MAAS non-deterministic private-address with non-ethN interfaces

Bug #1314442 reported by Ryan Finnie
34
This bug affects 7 people
Affects Status Importance Assigned to Milestone
juju-core
Fix Released
Medium
Unassigned

Bug Description

On a MAAS setup, we have the following network setup[0] on some deployed units, in this example a nova-compute instance with a bonded interface. eth0-3 are part of bond0, and bond0 carries the IP specified by the hostname (the hostname which is returned by "unit-get public-address"). But "unit-get private-address" returns 10.0.3.1, which is the default bridge set up by lxc-net (and unusable), which appears to be installed by default during preseed.

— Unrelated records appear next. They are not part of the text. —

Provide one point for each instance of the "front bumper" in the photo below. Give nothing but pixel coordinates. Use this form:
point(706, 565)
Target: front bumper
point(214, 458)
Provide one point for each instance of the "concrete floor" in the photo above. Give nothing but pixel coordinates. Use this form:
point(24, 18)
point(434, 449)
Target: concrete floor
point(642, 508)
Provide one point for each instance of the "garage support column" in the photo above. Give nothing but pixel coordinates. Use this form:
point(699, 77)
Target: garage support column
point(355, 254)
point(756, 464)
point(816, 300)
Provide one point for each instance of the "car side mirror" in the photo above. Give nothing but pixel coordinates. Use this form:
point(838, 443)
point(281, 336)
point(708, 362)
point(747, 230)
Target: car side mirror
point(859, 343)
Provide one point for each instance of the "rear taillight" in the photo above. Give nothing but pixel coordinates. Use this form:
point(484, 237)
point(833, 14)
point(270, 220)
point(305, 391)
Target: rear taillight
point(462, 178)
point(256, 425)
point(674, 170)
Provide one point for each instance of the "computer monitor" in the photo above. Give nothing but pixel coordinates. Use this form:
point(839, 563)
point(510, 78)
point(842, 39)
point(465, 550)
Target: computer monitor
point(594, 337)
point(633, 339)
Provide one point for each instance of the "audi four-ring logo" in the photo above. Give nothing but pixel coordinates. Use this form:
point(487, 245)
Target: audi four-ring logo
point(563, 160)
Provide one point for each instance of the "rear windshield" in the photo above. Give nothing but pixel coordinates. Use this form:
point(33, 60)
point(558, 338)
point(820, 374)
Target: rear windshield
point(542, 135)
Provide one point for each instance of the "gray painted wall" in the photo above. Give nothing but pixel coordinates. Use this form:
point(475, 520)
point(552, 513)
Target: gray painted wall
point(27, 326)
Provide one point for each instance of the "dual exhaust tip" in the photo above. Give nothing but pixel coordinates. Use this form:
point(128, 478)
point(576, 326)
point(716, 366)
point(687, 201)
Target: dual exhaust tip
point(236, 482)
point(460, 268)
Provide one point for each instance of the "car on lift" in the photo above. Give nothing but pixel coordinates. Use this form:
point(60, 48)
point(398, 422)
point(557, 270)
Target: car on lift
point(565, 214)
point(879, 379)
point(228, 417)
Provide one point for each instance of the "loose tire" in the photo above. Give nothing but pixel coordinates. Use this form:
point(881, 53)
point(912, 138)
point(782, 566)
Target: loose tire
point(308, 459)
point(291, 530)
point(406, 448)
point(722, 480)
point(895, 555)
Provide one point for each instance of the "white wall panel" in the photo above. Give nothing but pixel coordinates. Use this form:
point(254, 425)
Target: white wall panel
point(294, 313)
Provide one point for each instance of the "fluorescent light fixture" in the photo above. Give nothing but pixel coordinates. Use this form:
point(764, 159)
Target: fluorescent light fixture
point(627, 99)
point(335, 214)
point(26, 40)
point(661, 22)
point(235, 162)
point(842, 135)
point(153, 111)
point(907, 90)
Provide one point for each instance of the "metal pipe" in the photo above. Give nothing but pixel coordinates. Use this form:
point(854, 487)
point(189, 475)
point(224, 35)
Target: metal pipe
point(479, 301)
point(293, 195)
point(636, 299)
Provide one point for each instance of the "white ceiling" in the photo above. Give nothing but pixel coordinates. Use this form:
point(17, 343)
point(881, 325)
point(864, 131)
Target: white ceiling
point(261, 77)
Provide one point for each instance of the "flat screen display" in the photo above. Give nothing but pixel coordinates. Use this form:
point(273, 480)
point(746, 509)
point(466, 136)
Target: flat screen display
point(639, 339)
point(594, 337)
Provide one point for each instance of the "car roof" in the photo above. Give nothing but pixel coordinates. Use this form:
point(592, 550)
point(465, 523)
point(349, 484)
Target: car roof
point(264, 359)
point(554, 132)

The order seems to be, as returned by the machine agent log:

2014-04-30 02:10:14 INFO juju.worker.machiner machiner.go:85 setting addresses for machine-11 to ["local-machine:127.0.0.1" "local-cloud:10.0.3.1" "local-cloud:192.168.122.1" "local-cloud:10.34.6.3" "local-machine:::1" "fe80::a47e:62ff:fee1:c302" "fe80::3c1c:1dff:fe50:971f" "fe80::9e8e:99ff:fefb:e6" "fe80::4ab:1ff:fee0:a563" "fe80::70f3:3fff:fea3:b1a7" "fe80::883e:6eff:fef5:4649" "fe80::c1:4eff:fe8d:c869" "fe80::741f:75ff:fe2f:b297" "fe80::3840:c7ff:fe27:fa29" "fe80::702c:fdff:feda:ec19" "fe80::ac5c:f8ff:fe18:9ca8" "fe80::a801:caff:fe1f:adfd" "fe80::fc16:3eff:fef2:5511" "fe80::fc16:3eff:fe4d:c84c" "fe80::fc16:3eff:fe9a:989f" "fe80::5047:a2ff:fe1f:d218" "fe80::8c14:d8ff:fe58:35fd" "fe80::dcf3:39ff:fe9c:c350" "fe80::fc16:3eff:feab:fde2" "fe80::fc86:d6ff:fe8a:6180"]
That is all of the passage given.